TFT Architecture and Components

The TFT architecture (Figure 2) incorporates several novel components to address the challenges of multi-horizon forecasting and enhance interpretability:

Gating Mechanisms: Gated Residual Networks (GRNs) provide adaptive depth and network complexity, allowing the model to apply non-linear processing only when necessary.
Variable Selection Networks: These networks select relevant input variables at each time step, improving performance by focusing on salient features and mitigating noise.
Static Covariate Encoders: These encoders integrate static features into the network by producing context vectors that condition temporal dynamics.
Temporal Processing: This module employs a sequence-to-sequence layer for local processing of known and observed inputs, and an interpretable multi-head attention block for capturing long-term dependencies.
Quantile Forecasts: The model generates prediction intervals by simultaneously predicting various percentiles, providing insights into the range of likely target values.

Interpretable Multi-Head Attention Mechanism

To enhance explainability, the paper modifies the multi-head attention mechanism by sharing values across heads and employing additive aggregation. This approach allows different heads to learn different temporal patterns while attending to a common set of input features. The interpretable multi-head attention mechanism can be described by the following equations:

$\tilde{\bm{H}} = \tilde{A}(\bm{Q}, \bm{K})~ \bm{V}~\bm{W}_V$

$\tilde{A}(\bm{Q}, \bm{K}) = \bigg\{ 1/H \sum\nolimits_{h=1}^{m_H} A\left(\bm{Q}~\bm{W}_{Q}^{(h)}, \bm{K}~\bm{W}_{K}^{(h)}\right) \bigg\}$

where $\tilde{A}(\bm{Q}, \bm{K})$ represents the combined attention matrix that increases representation capacity.

Experimental Results and Analysis

The performance of TFT was evaluated on a variety of real-world datasets, including Electricity, Traffic, Retail, and Volatility datasets. The results demonstrate that TFT outperforms existing benchmarks across these datasets. Specifically, TFT achieved an average of 7% lower P50 and 9% lower P90 losses compared to the next best model, highlighting the benefits of aligning the architecture with the multi-horizon forecasting problem.

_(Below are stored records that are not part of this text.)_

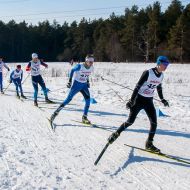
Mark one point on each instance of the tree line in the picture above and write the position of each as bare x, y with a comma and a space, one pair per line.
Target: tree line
137, 35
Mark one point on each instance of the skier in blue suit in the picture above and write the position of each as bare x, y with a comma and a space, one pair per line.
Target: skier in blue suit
16, 77
79, 82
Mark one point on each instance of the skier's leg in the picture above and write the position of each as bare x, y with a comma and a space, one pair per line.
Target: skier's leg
16, 85
86, 94
74, 90
151, 112
35, 85
43, 86
132, 116
1, 81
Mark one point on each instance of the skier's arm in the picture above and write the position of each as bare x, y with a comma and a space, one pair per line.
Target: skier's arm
21, 76
5, 65
44, 64
160, 94
75, 68
159, 90
11, 77
143, 78
28, 67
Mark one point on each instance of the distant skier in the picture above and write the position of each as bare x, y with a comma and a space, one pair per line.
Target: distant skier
142, 98
79, 82
34, 67
2, 64
16, 77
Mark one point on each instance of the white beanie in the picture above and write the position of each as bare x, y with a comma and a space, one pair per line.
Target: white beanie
34, 55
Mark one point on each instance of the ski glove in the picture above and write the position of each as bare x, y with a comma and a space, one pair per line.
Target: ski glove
69, 85
113, 137
165, 102
130, 104
88, 84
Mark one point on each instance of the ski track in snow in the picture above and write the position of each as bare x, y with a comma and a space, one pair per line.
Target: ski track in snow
32, 156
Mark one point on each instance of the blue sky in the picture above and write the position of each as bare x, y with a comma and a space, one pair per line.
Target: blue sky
33, 11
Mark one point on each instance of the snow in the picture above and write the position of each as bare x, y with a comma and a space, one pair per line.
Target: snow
34, 157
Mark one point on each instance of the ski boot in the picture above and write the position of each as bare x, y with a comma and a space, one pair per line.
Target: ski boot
85, 120
150, 147
23, 96
113, 137
53, 116
35, 103
48, 100
17, 95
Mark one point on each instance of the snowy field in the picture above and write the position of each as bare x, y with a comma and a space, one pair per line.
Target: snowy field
34, 157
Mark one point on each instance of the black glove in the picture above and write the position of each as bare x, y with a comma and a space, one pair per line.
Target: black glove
165, 102
113, 137
88, 84
69, 84
130, 104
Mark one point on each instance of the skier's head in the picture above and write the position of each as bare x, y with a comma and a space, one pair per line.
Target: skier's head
18, 67
34, 56
89, 60
162, 63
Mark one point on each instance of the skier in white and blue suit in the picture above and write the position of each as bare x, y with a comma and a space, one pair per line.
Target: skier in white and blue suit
2, 64
34, 67
16, 77
142, 98
79, 82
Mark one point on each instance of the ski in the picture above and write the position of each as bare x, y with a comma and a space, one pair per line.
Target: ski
90, 125
101, 154
52, 125
160, 154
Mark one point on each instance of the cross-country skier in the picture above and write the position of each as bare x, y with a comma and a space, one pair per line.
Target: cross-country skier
79, 82
16, 77
34, 67
2, 64
142, 98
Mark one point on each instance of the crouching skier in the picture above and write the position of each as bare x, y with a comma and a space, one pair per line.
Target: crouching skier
16, 77
79, 82
34, 67
142, 98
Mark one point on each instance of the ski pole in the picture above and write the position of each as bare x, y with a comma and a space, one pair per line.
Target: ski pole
101, 154
26, 78
124, 87
117, 94
7, 87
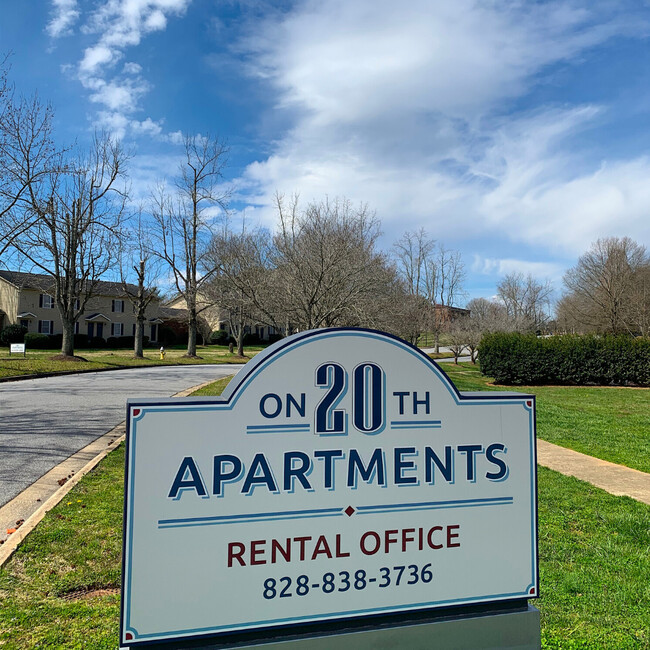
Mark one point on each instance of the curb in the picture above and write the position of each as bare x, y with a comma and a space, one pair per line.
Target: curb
63, 373
14, 540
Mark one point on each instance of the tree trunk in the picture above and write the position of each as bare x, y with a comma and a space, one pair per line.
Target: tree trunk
67, 345
191, 333
139, 335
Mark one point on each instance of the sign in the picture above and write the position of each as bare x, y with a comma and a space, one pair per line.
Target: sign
341, 475
17, 348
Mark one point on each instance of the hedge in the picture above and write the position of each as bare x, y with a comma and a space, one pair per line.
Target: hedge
525, 359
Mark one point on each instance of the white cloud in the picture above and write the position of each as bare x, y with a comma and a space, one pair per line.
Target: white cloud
501, 267
119, 25
399, 105
65, 15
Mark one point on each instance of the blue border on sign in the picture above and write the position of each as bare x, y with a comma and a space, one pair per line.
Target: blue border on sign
231, 396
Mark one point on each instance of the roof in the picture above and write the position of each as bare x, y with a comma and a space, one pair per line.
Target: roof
45, 283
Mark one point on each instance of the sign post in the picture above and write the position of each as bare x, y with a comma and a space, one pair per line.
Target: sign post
340, 482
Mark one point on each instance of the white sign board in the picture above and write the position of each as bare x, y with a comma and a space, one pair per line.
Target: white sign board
341, 475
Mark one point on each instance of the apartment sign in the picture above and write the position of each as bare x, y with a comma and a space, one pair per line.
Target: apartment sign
340, 476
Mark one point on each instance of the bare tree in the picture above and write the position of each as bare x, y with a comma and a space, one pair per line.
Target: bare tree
187, 220
527, 301
136, 257
29, 160
243, 283
413, 253
484, 316
326, 262
607, 289
74, 214
434, 273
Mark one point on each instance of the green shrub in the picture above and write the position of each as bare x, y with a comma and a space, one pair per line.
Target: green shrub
12, 334
568, 360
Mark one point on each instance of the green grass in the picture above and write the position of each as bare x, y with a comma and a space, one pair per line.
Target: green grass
594, 565
611, 423
39, 361
594, 561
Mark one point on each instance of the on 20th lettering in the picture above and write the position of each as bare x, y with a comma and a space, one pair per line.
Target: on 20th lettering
309, 548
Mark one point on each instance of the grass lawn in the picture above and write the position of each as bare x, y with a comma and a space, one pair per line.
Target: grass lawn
39, 361
60, 589
611, 423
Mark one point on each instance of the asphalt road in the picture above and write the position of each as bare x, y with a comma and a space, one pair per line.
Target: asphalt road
44, 421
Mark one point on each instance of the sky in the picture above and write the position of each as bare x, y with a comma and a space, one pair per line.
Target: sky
514, 132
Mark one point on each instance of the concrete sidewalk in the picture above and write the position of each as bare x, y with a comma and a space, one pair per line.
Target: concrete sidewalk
615, 479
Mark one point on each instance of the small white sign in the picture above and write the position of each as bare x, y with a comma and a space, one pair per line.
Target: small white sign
341, 475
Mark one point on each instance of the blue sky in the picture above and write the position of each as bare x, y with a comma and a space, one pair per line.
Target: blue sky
515, 132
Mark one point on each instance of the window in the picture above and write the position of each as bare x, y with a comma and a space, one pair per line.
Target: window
46, 327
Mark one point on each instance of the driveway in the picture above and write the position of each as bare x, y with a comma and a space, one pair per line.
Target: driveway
44, 421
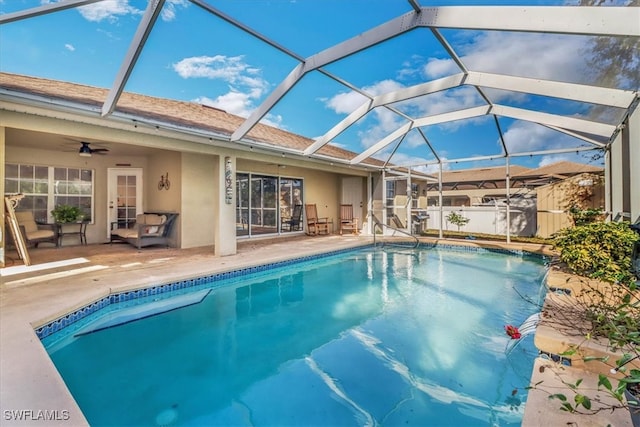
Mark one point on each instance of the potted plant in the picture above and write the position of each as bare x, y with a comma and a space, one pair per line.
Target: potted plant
63, 214
457, 219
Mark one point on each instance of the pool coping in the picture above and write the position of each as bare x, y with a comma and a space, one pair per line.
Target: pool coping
30, 381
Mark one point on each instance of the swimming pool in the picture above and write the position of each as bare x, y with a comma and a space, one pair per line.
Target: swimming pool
365, 337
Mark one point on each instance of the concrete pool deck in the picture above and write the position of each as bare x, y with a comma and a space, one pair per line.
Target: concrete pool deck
31, 390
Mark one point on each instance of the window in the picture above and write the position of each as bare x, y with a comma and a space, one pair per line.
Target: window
261, 200
46, 187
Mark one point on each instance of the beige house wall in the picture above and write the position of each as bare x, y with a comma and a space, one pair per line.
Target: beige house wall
552, 214
321, 187
2, 234
195, 168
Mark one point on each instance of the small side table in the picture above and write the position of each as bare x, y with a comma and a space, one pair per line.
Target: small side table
72, 229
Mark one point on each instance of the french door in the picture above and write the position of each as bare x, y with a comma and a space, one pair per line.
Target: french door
124, 192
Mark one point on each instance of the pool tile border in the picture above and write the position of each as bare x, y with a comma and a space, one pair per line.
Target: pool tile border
62, 322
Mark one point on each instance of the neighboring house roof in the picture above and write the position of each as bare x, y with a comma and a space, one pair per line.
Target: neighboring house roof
561, 170
494, 177
176, 113
468, 179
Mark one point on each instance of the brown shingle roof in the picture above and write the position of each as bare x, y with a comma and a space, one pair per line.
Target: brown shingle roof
178, 113
561, 169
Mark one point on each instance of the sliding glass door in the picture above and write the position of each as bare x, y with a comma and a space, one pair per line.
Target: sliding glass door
263, 201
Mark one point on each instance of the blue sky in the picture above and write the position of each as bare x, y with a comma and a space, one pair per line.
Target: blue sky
194, 56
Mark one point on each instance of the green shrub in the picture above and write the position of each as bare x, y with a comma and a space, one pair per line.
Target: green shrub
457, 219
66, 213
599, 250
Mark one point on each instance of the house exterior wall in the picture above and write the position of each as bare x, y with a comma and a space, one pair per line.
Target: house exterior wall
97, 230
2, 218
321, 187
198, 201
552, 210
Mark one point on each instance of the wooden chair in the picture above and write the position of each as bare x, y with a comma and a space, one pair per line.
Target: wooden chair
347, 221
150, 228
34, 232
293, 222
315, 225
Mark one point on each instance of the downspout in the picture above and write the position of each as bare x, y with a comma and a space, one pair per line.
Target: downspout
508, 184
440, 197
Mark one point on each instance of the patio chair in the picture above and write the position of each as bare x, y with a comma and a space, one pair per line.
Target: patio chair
315, 225
36, 232
294, 222
150, 228
347, 221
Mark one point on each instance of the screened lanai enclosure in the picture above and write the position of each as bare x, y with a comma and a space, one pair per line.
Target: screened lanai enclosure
403, 90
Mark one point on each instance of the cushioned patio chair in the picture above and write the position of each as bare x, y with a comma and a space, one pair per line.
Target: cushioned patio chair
34, 232
149, 229
347, 221
294, 222
315, 225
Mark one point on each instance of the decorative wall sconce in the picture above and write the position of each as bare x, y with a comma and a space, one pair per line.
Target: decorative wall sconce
164, 182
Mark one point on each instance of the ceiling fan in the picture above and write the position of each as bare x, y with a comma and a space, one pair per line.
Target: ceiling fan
86, 151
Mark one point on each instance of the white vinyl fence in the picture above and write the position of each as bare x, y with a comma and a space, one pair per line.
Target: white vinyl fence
489, 219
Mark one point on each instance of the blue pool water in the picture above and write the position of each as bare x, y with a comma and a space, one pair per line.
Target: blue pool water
369, 337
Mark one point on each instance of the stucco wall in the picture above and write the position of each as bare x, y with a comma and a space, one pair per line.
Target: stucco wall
199, 191
321, 187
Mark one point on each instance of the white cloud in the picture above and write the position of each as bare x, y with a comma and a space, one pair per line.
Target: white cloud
231, 69
246, 85
168, 12
546, 56
523, 137
346, 102
108, 10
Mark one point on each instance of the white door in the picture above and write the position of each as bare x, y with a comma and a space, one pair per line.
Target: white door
124, 190
352, 195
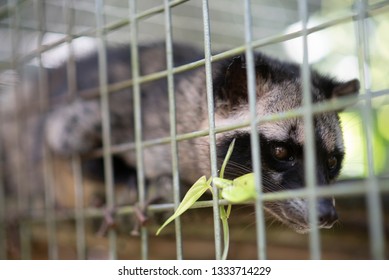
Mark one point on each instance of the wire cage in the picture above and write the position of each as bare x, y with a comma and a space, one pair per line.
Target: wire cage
45, 199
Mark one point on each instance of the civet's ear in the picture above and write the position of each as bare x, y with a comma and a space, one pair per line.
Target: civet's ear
346, 89
234, 90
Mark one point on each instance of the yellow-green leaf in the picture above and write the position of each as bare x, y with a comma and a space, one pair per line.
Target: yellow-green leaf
241, 190
193, 194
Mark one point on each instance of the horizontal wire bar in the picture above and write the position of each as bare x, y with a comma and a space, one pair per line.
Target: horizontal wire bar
340, 189
325, 106
373, 9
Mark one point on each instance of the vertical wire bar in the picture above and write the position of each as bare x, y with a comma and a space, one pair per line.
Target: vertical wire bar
173, 126
374, 204
255, 150
138, 120
47, 159
105, 114
310, 150
76, 161
3, 228
79, 207
22, 193
211, 122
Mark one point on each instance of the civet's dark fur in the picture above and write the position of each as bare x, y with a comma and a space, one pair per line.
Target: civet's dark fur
75, 127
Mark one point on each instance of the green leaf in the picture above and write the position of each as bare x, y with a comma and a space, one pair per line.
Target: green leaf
193, 194
241, 190
227, 158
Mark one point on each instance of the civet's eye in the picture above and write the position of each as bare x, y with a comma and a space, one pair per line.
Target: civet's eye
282, 152
332, 162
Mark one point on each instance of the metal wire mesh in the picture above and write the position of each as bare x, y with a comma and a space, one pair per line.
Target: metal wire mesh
138, 16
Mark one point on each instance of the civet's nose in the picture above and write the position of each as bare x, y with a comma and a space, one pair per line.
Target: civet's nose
327, 215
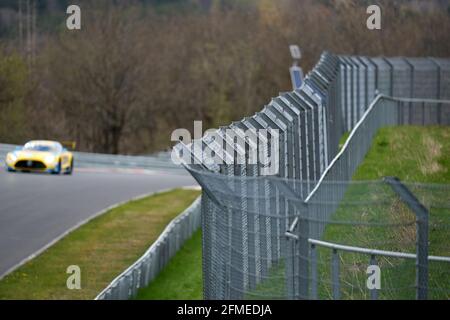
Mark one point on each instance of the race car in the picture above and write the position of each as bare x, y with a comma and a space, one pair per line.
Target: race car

Ablation studies were conducted to assess the contribution of each architectural component (Figure 3). The results indicate that the temporal processing components have the largest impact on performance, followed by static covariate encoders and instance-wise variable selection networks. Gating layers also contribute to improved performance, particularly for smaller and noisier datasets.

Figure 3: Changes in P50 losses across ablation tests

Interpretability Use Cases

The paper demonstrates three practical interpretability use cases of TFT:

Variable Importance Analysis: By analyzing variable selection weights, users can identify globally important variables for the prediction problem (Table 1).
Visualization of Persistent Temporal Patterns: Attention weights in the self-attention layer can be used to identify persistent temporal patterns, such as seasonality and lag effects (Figure 4).
Identification of Significant Events: The model can identify regimes or events that lead to significant changes in temporal dynamics by measuring the distance between attention vectors at each point in time.

Figure 4: Electricity

Conclusion

The paper presents a compelling case for the TFT architecture as a high-performance and interpretable solution for multi-horizon time series forecasting. By incorporating specialized components and an interpretable attention mechanism, TFT addresses the challenges of diverse input types and provides valuable insights into temporal dynamics. The experimental results and interpretability use cases demonstrate the practical applicability and benefits of TFT for a wide range of real-world forecasting problems.